Felix Brahm: Beleidigung im Antikolonialismus. Zur Bedeutung des Invektiven im Dekolonisationsprozess Kenias und Tansanias
The article examines the role of invective communication in the political struggle against British colonialism in Kenya and Tanzania. After a general framing of the research question it elaborates on three cases: the declaration of a humiliating breach of protocol in Zanzibar (1906), the protest against the racist kipande system in Kenya (1920s) and the libel action against Julius Nyerere in Tanzania (1958). The case studies show how specific examples of disparagement served as powerful tools for pointing at shortcomings of the colonial system, and for making political claims in the metropole. (Counter-)invective communication, the article demonstrates, gained important functions for anticolonial politics, looking both inwards – for self-assertion, community building and political mobilization – and outwards – for articulating criticism, raising media attention and juridically provoking the colonial power.

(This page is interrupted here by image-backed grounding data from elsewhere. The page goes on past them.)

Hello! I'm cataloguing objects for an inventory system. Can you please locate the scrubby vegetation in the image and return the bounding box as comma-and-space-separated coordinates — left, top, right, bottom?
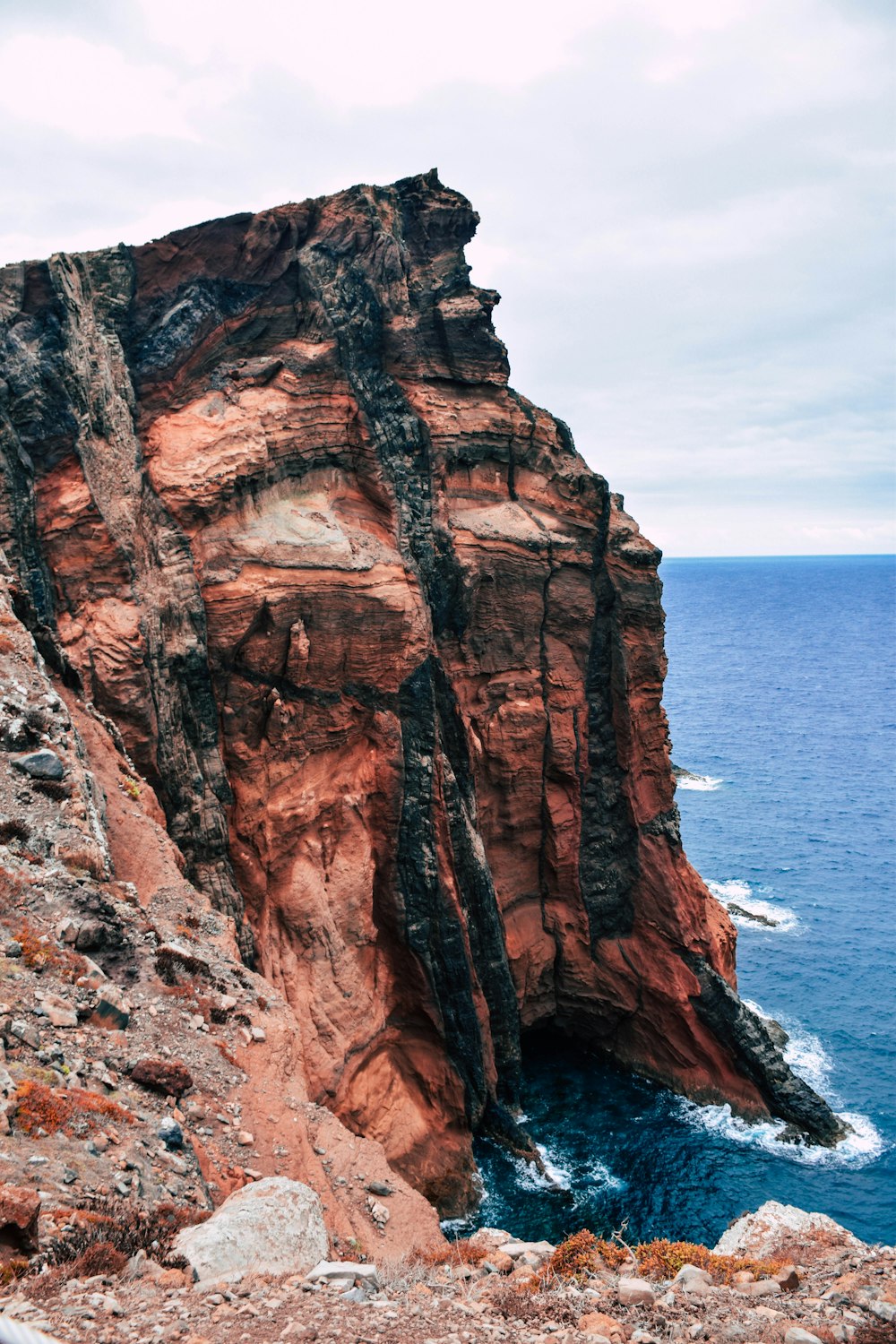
13, 1078, 133, 1139
540, 1228, 783, 1285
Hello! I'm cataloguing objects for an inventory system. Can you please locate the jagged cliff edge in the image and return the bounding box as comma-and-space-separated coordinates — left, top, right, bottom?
0, 172, 842, 1210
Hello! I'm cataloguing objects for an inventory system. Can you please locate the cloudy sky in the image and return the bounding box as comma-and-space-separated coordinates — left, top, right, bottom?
0, 0, 896, 556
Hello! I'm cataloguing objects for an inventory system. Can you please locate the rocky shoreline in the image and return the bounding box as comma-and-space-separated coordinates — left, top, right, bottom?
0, 1183, 896, 1344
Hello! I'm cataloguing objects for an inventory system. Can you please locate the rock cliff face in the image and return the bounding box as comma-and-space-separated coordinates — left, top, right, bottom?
0, 174, 840, 1209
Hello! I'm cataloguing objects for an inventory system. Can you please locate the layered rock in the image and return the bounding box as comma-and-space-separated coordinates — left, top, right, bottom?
0, 174, 840, 1207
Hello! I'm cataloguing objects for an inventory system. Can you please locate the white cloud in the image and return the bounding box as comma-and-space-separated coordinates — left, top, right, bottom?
0, 0, 896, 554
0, 32, 228, 140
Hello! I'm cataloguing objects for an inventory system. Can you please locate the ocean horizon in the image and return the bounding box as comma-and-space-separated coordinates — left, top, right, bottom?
458, 554, 896, 1245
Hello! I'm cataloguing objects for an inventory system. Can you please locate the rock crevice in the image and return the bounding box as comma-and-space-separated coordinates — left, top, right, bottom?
0, 172, 839, 1209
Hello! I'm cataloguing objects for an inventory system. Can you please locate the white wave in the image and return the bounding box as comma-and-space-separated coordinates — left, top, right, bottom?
535, 1144, 573, 1190
678, 1099, 887, 1167
680, 999, 888, 1167
745, 999, 834, 1094
676, 774, 726, 793
583, 1161, 629, 1195
707, 878, 799, 933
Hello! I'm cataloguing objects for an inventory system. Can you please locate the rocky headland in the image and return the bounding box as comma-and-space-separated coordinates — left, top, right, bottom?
0, 172, 875, 1339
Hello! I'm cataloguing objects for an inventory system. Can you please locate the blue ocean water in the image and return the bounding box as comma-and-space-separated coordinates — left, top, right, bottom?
469, 556, 896, 1245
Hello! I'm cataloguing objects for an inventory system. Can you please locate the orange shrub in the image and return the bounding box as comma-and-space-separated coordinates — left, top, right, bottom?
540, 1228, 785, 1287
13, 1078, 134, 1137
634, 1239, 785, 1284
541, 1228, 627, 1282
11, 919, 87, 980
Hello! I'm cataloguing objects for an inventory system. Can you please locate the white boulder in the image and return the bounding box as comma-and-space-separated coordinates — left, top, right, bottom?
175, 1176, 328, 1282
715, 1199, 863, 1260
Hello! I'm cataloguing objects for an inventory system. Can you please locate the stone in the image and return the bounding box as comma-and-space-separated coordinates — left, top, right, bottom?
616, 1279, 657, 1306
175, 1176, 326, 1282
715, 1199, 863, 1260
305, 1261, 380, 1288
157, 1116, 184, 1148
130, 1058, 194, 1097
771, 1265, 799, 1293
579, 1312, 627, 1344
9, 1018, 40, 1050
90, 994, 130, 1031
0, 1185, 40, 1263
735, 1279, 780, 1297
366, 1180, 395, 1199
12, 747, 65, 782
40, 995, 78, 1030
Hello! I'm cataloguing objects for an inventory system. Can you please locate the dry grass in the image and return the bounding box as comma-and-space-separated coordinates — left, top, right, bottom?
412, 1239, 489, 1269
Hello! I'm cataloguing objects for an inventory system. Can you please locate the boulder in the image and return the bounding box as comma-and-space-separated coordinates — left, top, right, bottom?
130, 1059, 194, 1097
305, 1261, 380, 1288
715, 1199, 863, 1260
672, 1265, 712, 1289
0, 1185, 40, 1265
175, 1176, 326, 1282
771, 1265, 799, 1293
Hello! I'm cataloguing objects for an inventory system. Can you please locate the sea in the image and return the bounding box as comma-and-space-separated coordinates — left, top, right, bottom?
449, 556, 896, 1246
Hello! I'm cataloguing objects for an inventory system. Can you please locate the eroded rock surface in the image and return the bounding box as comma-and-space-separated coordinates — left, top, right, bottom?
0, 174, 840, 1210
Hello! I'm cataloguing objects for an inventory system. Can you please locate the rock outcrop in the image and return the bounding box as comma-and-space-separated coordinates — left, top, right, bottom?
0, 165, 841, 1209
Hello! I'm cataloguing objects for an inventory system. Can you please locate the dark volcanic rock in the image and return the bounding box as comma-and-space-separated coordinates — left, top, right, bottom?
0, 174, 837, 1209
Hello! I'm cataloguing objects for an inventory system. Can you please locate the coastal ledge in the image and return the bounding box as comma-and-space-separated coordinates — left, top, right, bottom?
0, 1182, 896, 1344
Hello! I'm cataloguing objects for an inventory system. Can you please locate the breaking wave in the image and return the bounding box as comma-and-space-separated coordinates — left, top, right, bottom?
678, 999, 888, 1167
676, 771, 726, 793
707, 878, 801, 933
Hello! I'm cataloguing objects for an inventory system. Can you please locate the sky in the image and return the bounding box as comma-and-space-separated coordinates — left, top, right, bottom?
0, 0, 896, 556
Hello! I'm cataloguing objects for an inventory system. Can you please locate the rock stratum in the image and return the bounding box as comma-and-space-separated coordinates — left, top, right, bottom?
0, 172, 842, 1211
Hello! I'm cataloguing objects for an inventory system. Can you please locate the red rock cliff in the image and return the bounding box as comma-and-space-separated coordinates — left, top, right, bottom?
0, 174, 839, 1207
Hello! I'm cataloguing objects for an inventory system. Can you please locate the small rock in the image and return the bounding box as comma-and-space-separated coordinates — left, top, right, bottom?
90, 994, 130, 1031
579, 1312, 626, 1344
616, 1279, 656, 1306
130, 1059, 194, 1097
672, 1265, 712, 1288
12, 747, 65, 780
157, 1116, 184, 1148
366, 1180, 395, 1199
305, 1261, 379, 1288
772, 1265, 799, 1293
9, 1019, 40, 1050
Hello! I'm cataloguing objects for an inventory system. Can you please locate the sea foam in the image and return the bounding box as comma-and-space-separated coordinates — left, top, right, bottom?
678, 999, 888, 1167
707, 878, 801, 933
676, 774, 726, 793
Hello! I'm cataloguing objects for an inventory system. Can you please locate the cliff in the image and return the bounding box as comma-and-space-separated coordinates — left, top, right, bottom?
0, 172, 841, 1210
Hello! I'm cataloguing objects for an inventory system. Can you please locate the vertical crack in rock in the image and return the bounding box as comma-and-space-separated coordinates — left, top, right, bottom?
0, 249, 251, 956
398, 659, 487, 1126
0, 172, 840, 1195
579, 494, 638, 956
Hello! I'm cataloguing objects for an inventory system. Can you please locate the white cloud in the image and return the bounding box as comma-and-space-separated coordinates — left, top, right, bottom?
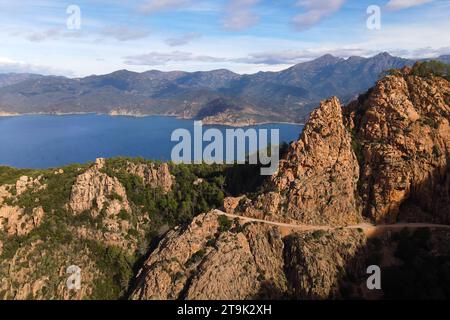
139, 0, 190, 14
223, 0, 260, 31
124, 51, 227, 66
0, 57, 72, 76
100, 26, 150, 41
294, 0, 346, 30
386, 0, 433, 10
165, 32, 202, 47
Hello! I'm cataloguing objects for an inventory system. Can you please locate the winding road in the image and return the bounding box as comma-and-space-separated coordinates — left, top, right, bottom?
213, 210, 450, 235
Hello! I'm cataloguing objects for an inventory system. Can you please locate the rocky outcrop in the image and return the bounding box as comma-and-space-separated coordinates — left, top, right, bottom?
132, 212, 286, 300
126, 162, 174, 193
0, 205, 44, 236
234, 68, 450, 226
345, 68, 450, 223
132, 69, 450, 299
284, 230, 367, 299
16, 176, 47, 196
236, 98, 361, 226
0, 240, 100, 300
69, 159, 131, 217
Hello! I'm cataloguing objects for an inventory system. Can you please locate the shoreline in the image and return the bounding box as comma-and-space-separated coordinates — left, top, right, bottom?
0, 111, 305, 128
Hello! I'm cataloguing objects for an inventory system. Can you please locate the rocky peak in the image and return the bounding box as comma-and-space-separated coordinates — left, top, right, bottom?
345, 68, 450, 223
273, 98, 359, 225
126, 162, 174, 193
69, 159, 131, 217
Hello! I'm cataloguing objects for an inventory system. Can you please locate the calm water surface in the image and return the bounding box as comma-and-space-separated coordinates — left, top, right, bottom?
0, 114, 303, 168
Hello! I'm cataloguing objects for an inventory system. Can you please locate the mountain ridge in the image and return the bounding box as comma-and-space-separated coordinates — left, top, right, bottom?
0, 52, 445, 124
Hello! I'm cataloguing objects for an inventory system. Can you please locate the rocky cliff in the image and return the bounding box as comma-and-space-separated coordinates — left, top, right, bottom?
132, 68, 450, 299
0, 68, 450, 299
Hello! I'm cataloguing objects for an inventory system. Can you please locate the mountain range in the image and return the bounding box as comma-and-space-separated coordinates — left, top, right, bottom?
0, 52, 450, 124
0, 66, 450, 300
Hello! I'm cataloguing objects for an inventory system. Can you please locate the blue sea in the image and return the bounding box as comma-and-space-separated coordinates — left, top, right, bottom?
0, 114, 303, 168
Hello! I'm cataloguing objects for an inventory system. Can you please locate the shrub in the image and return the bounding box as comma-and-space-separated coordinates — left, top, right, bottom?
217, 215, 231, 232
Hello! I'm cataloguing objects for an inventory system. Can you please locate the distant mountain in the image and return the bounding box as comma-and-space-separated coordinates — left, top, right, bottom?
436, 54, 450, 64
0, 52, 450, 123
0, 73, 43, 88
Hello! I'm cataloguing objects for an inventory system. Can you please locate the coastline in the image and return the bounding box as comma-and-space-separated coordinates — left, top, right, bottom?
0, 111, 305, 128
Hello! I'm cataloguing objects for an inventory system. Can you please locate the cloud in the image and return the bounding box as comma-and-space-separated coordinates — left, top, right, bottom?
294, 0, 346, 30
165, 32, 202, 47
0, 57, 73, 76
386, 0, 433, 10
223, 0, 260, 31
100, 26, 150, 41
11, 26, 150, 42
15, 28, 83, 42
124, 51, 227, 66
139, 0, 190, 14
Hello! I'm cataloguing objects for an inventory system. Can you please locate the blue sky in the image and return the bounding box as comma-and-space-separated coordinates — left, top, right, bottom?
0, 0, 450, 77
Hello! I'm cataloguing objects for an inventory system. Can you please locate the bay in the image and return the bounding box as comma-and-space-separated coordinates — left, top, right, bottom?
0, 114, 303, 168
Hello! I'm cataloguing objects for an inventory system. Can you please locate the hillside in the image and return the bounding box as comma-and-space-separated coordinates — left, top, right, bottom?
132, 63, 450, 299
0, 53, 413, 124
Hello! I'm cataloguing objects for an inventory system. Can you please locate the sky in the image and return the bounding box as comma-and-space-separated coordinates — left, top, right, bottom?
0, 0, 450, 77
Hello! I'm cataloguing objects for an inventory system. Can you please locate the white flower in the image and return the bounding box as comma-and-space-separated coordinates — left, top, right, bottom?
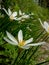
4, 30, 45, 49
19, 10, 25, 16
2, 8, 17, 20
39, 19, 49, 33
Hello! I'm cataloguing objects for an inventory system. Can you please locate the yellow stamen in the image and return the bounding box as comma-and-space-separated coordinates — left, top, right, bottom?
19, 41, 25, 46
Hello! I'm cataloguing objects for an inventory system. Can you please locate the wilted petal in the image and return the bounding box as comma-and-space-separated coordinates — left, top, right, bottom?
26, 42, 46, 46
18, 30, 23, 42
8, 8, 12, 16
25, 38, 33, 44
6, 31, 18, 44
12, 12, 17, 17
4, 37, 18, 45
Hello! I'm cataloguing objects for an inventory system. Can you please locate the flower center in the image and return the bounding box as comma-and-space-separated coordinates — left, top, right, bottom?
10, 15, 14, 20
19, 41, 25, 46
48, 27, 49, 31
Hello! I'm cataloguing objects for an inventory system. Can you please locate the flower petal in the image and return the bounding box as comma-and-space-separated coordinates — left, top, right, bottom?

Eva Giloi: The Beauty of Blight: Creating Insiders and Outsiders in Northern-US Identity
This article examines urban renewal in 1960s Newark, and how urban planners reconfigured the term “blight” into an aesthetic invective. Originally an agricultural term denoting a fungus that could ruin a crop, “blight” had become a popular metaphor in the early twentieth century to describe urban decline and was thus used to gauge whether an area should be cleared for “redevelopment.” By the 1960s, because of the racialized nature of urbanization and suburbanization in post-war America, the majority of the families to be uprooted from their homes in Newark’s urban renewal projects were nonwhite. This racial bias ran counter to the urban planners’ self-identification as progressives as well as to the idealistic tenor of their reformist projects, at a time when ugly scenes of violence against civil rights protesters in the Jim Crow south were dominating television’s nightly news. Turning “blight” into an aesthetic invective allowed planners to paper over the contradictory goals of the Great Society and the prejudices that accompanied the Great Migration: by shifting the focus of urban renewal onto the advancement of urban beauty, rather than ugly exclusion, northern urban reformers were able to remove African Americans and other minorities from their neighborhoods without explicitly acknowledging the racial and anti-democratic biases of their urban plans. As an indirect invective that claimed overtly to promote beauty rather than change the city’s racial demographic by force, blight was a slippery term, making its shaming potential more difficult to resist on overtly political grounds. As such, the article highlights the productive nature of ‘silent invectives,’ or terms of shame that are cloaked, implied or deflected, rather than spoken directly outright.